Replace the 111122223333 in the name of the S3 buckets with your own AWS account ID and us-east-1 with the region your Elastic Beanstalk application is in. You should be able to find this elastic-beanstalk- bucket by looking in S3.

You could probably down these permissions even further by figuring out exactly what autoscaling: permissions you need and restricting the resources a bit further but I didn’t have all day to do that so that is left as an exercise to the reader.

Elastic Beanstalk CLI Configuration File

If you try to run eb deploy for the first time it will complain and ask you to run eb init to interactively configure it first. Not a good thing when we’re trying to automate the whole process.

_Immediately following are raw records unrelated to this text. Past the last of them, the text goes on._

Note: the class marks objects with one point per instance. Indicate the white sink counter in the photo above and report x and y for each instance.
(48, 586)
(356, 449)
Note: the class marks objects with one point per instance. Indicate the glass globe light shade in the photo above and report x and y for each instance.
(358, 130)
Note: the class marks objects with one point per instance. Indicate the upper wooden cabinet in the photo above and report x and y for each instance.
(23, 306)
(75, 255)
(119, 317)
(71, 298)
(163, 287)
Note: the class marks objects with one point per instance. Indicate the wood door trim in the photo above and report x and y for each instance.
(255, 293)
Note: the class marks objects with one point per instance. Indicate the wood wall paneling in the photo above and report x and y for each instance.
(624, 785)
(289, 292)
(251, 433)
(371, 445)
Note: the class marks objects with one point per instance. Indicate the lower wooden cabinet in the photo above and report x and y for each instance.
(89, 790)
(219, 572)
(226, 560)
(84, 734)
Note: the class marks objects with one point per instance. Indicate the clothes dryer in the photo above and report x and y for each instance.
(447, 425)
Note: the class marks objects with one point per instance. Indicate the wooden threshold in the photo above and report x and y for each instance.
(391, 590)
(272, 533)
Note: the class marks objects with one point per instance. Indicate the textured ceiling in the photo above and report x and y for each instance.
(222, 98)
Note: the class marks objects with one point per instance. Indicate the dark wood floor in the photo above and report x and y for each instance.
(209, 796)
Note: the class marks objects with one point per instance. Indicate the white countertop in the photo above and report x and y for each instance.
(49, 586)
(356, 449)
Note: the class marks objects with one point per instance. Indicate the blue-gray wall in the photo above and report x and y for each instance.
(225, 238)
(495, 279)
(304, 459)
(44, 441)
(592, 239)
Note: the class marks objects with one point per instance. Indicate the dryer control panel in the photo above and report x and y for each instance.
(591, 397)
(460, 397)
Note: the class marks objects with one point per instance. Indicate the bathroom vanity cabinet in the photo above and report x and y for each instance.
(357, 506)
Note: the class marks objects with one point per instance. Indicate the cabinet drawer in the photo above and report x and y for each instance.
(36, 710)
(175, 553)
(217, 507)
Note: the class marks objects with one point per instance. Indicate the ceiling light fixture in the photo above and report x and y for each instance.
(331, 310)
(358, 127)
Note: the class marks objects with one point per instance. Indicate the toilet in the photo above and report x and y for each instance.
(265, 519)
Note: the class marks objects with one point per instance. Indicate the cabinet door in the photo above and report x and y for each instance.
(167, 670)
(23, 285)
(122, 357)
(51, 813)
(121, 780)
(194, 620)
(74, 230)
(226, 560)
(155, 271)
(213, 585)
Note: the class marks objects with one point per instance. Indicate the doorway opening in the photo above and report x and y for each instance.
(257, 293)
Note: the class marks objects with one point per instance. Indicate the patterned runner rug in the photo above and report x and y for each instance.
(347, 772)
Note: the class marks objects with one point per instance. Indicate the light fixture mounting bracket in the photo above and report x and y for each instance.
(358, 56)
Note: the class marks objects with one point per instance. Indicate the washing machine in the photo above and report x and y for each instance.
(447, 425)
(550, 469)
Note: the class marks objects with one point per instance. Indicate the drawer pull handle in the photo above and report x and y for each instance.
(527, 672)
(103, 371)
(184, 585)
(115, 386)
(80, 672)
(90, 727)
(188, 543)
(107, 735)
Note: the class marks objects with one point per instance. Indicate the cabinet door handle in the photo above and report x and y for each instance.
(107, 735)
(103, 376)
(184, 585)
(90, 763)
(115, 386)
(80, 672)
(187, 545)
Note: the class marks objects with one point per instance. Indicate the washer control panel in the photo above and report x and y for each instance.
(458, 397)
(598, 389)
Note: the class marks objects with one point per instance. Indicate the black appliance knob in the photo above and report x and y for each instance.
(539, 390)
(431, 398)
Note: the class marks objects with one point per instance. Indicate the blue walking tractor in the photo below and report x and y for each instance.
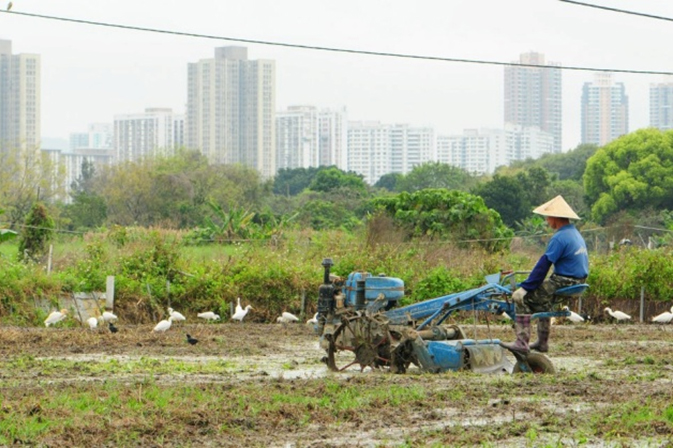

All this tool does is generate a file called .elasticbeanstalk/config.yml in your current directory and fill it with a bunch of properties.

Bonus tip: you don’t need to run eb init at all. You can create .elasticbeanstalk/config.yml yourself, and thru some trial and error I found you only need to put the following things in it:

global:
  application_name: your-eb-application-name
  default_region: us-east-1

Change those as appropriate. You still need to pass credentials for your IAM user with the policy above, but as with other AWS CLI tools you can pass them by setting AWS_ACCESS_KEY_ID and AWS_SECRET_ACCESS_KEY.